You can create webinars for courses/programmes ranging between £300 to £5000 and beyond.
The fact that webinars require a commitment of a time and date, but also the fact that they are much longer than a video workshop, means there are usually fewer people signing up than there would be to a free video, but the people who come out the other end are usually closer to a buying decision.
When your course/programme is higher in price, more time is needed to build that relationship with your potential customers – to warm them up. And a webinar is one of the options for doing this.
And as with the free video workshop option, you can guide people towards making an instant purchase or, if the price is higher and a phone call is needed, you can guide them to ‘book a call’.
And another thing about webinars: although you can record them live, with a live audience watching and interacting, you can also take that live recording, and automate it. This means that the same live recording can be played over and over again, and can be automated so that people are signing up, watching the webinar, and hopefully buying your course or booking calls, without you having to do a thing.

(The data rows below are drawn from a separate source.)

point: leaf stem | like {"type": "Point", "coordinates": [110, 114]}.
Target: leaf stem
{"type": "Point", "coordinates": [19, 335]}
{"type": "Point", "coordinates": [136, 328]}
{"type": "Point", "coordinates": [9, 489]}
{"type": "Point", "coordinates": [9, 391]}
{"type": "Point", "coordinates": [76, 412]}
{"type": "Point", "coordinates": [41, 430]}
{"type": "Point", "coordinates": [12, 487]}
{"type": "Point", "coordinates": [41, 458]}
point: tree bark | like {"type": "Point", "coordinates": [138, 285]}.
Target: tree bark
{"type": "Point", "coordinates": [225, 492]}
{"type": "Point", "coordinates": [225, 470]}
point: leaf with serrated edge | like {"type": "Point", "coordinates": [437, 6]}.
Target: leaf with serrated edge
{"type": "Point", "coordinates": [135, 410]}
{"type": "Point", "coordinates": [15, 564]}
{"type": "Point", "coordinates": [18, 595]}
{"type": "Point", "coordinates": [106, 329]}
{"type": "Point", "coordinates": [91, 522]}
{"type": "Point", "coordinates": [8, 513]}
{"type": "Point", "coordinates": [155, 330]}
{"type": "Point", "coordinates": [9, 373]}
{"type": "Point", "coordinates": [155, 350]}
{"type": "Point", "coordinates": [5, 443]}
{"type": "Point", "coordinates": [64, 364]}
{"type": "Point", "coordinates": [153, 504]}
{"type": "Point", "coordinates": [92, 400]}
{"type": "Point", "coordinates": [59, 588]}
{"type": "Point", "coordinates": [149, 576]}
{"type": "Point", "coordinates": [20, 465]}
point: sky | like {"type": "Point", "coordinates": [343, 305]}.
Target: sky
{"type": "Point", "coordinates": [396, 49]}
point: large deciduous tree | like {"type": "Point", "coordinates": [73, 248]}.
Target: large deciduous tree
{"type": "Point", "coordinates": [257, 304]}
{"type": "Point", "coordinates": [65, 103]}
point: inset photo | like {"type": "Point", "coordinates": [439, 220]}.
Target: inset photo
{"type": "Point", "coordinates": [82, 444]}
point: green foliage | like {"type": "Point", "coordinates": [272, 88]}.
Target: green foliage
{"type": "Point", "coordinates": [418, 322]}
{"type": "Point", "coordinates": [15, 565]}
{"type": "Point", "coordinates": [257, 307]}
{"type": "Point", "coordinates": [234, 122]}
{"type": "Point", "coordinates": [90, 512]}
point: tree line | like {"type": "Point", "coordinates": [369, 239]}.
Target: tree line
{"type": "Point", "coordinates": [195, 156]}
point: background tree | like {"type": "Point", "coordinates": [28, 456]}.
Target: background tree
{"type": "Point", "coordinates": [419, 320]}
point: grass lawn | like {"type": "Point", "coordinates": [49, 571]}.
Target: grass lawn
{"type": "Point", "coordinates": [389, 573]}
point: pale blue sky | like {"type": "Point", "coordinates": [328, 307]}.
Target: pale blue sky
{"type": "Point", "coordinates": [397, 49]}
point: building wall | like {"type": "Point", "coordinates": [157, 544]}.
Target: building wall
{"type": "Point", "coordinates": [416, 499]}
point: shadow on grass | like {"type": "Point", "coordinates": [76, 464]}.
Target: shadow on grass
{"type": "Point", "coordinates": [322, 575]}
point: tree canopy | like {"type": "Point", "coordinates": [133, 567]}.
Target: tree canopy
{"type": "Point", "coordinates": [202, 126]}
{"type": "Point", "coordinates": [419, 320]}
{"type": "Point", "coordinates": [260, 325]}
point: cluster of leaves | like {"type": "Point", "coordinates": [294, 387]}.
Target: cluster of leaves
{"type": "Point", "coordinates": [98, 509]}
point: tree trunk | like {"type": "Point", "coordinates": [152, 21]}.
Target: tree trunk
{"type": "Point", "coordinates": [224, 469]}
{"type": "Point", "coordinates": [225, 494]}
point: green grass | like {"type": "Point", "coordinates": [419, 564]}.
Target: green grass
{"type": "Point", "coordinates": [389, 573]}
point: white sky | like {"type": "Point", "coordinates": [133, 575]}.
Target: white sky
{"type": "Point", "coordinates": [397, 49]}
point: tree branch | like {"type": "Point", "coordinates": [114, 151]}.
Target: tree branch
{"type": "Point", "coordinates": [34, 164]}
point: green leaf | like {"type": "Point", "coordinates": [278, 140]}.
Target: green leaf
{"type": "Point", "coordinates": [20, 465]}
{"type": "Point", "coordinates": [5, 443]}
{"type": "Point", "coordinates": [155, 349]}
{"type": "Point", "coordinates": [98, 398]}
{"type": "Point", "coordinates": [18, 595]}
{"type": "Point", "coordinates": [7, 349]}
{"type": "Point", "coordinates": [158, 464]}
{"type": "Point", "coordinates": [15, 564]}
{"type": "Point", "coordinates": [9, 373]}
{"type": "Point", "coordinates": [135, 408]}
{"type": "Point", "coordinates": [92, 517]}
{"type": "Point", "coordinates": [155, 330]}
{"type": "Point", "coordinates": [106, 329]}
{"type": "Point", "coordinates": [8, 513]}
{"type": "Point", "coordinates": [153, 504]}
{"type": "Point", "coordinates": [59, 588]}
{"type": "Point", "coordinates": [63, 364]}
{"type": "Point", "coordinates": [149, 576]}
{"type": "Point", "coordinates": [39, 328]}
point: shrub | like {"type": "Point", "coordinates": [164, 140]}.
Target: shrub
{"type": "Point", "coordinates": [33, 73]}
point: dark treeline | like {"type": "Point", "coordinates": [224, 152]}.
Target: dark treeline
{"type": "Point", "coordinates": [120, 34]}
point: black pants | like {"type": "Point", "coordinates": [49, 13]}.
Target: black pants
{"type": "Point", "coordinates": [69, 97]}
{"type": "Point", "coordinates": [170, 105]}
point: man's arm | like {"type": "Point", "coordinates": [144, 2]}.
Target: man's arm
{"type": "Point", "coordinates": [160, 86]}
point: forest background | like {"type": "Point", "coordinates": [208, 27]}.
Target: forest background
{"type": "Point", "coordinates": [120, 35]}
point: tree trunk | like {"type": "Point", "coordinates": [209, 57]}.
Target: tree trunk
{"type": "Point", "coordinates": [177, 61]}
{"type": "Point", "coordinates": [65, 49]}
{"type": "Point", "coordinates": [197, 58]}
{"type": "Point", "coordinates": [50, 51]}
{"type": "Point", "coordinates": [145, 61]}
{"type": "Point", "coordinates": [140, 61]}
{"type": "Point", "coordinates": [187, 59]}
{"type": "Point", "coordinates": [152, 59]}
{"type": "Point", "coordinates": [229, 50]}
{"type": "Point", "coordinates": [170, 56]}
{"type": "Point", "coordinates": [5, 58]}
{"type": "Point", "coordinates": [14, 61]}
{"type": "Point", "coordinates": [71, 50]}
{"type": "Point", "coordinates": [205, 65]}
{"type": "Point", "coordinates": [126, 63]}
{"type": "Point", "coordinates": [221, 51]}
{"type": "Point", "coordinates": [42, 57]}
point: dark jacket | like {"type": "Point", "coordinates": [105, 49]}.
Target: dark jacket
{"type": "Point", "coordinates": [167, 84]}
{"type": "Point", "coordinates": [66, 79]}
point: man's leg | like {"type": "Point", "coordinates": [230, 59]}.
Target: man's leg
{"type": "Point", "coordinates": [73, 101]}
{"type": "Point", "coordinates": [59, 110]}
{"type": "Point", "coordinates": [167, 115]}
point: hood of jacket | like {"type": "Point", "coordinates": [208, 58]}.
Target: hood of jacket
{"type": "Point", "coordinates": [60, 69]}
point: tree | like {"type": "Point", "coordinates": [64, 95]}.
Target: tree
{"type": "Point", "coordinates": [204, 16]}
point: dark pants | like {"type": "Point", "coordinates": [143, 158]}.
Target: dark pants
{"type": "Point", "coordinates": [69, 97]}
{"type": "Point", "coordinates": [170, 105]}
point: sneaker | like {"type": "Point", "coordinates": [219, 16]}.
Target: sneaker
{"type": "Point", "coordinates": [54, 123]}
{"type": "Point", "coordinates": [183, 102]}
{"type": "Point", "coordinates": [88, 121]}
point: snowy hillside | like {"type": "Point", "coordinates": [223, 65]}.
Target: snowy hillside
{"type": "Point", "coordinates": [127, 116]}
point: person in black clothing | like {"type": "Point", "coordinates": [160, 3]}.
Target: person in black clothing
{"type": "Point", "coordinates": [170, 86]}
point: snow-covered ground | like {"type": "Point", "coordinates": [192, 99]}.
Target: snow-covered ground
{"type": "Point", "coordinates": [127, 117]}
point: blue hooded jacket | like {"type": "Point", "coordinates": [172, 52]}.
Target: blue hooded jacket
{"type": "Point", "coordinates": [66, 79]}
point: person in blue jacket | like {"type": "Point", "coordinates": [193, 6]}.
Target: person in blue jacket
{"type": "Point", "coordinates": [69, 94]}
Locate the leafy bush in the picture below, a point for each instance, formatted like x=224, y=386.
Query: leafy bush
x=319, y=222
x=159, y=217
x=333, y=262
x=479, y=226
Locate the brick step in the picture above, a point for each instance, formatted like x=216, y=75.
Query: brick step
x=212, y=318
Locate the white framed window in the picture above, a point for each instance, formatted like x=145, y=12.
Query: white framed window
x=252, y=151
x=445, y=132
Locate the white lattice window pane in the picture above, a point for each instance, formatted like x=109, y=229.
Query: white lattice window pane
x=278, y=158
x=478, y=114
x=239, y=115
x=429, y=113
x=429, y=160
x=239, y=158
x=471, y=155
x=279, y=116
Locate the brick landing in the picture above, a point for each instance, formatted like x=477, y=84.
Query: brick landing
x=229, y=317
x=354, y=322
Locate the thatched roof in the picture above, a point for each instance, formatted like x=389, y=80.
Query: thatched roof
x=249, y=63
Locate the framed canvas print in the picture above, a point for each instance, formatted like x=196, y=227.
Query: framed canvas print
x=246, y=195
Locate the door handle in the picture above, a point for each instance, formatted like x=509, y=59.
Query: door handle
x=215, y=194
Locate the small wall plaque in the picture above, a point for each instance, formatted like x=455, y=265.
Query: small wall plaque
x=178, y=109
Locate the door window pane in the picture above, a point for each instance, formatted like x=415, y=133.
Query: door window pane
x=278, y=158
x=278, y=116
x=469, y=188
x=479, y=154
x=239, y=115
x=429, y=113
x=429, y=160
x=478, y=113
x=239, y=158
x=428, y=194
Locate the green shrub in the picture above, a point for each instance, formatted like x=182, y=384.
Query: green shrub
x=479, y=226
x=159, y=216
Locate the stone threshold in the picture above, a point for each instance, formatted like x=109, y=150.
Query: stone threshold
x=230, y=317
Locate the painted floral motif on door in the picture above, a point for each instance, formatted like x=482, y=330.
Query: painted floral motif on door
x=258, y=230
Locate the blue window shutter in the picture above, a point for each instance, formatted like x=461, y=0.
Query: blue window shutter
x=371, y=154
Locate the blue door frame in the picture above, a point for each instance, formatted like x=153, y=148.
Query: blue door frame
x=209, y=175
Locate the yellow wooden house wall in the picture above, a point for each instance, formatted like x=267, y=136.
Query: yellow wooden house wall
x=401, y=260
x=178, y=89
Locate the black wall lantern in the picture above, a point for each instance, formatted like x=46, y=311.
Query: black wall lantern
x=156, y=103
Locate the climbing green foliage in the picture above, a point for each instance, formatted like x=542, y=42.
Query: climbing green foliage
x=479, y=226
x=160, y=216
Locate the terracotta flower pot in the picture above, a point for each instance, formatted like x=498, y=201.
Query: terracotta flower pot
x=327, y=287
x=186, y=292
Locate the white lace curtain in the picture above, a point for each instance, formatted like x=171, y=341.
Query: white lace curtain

We are developing a webinar training part of this programme, which will be available soon. But for now, we are teaching the ‘direct to offer’ and ‘free video workshop’ options. These two options have worked so incredibly well for us, and they’re easier to set up.
Another thing to remember is that all the messaging and the way you would structure the content of a ‘free video’ is very similar to a webinar. A webinar is just longer (60-90mins as opposed to 10-30mins for the free video). And for a webinar, the software you have to use is quite different.